Bug 160341 - executing arbitrary programs sometimes show usage info about ld.so
executing arbitrary programs sometimes show usage info about ld.so
Status: CLOSED ERRATA
Product: Fedora
Classification: Fedora
Component: kernel (Show other bugs)
3
x86_64 Linux
medium Severity medium
: ---
: ---
Assigned To: Dave Jones
Brian Brock
:
Depends On:
Blocks:
  Show dependency treegraph
 
Reported: 2005-06-14 11:31 EDT by Gerben Roest
Modified: 2015-01-04 17:20 EST (History)
5 users (show)

See Also:
Fixed In Version:
Doc Type: Bug Fix
Doc Text:
Story Points: ---
Clone Of:
Environment:
Last Closed: 2005-12-07 02:30:33 EST
Type: ---
Regression: ---
Mount Type: ---
Documentation: ---
CRM:
Verified Versions:
Category: ---
oVirt Team: ---
RHEL 7.3 requirements from Atomic Host:
Cloudforms Team: ---


Attachments (Terms of Use)
strace file of the "rsh ls /tmp/poep" command which went wrong on node07 (6.70 KB, text/plain)
2005-06-14 13:17 EDT, Gerben Roest
no flags Details
strace file where in.rshd got straced, and where it went wrong on node03. (115.92 KB, text/plain)
2005-06-14 13:34 EDT, Gerben Roest
no flags Details
strace file of "rsh node01 uptime" with aux vector output. (39.91 KB, text/plain)
2005-06-15 05:12 EDT, Gerben Roest
no flags Details
strace file of "rsh node01 uptime" with aux vector output. (116.43 KB, text/plain)
2005-06-15 06:00 EDT, Gerben Roest
no flags Details


External Trackers
Tracker ID Priority Status Summary Last Updated
Linux Kernel 4851 None None None Never

  None (edit)
Description Gerben Roest 2005-06-14 11:31:05 EDT
From Bugzilla Helper:
User-Agent: Mozilla/5.0 (Windows; U; Windows NT 5.0; en-US; rv:1.7.8) Gecko/20050511 Firefox/1.0.4

Description of problem:
This mostly occurs with "rsh" to the machine and running a program as command-line option to rsh, but also running programs after I login with rsh.

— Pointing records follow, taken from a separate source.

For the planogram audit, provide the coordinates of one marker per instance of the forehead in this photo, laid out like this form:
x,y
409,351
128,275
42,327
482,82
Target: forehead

Executing an arbitrary program gives this output:
Usage: ld.so [OPTION]... EXECUTABLE-FILE [ARGS-FOR-PROGRAM...]
You have invoked `ld.so', the helper program for shared library executables.
This program usually lives in the file `/lib/ld.so', and special directives
in executable files using ELF shared libraries tell the system's program
--- etc
This lately occurred when I typed "mail" (after I logged in with rsh). I typed "mail" again and it went fine.
This also happens when crond executes something, I get the usage about ld.so in the mail.

This erratic behaviour makes the cluster unusable.

Version-Release number of selected component (if applicable):
glibc-2.3.5-0.fc3.1

How reproducible:
Sometimes

Steps to Reproduce:
1. for i in `seq -w 36`;do rsh node$i uptime;done
2. 
3.
  

Actual Results:  The above script does "uptime" on every node in the cluster.
Often at least one of the nodes show the "Usage: ld.so" notification.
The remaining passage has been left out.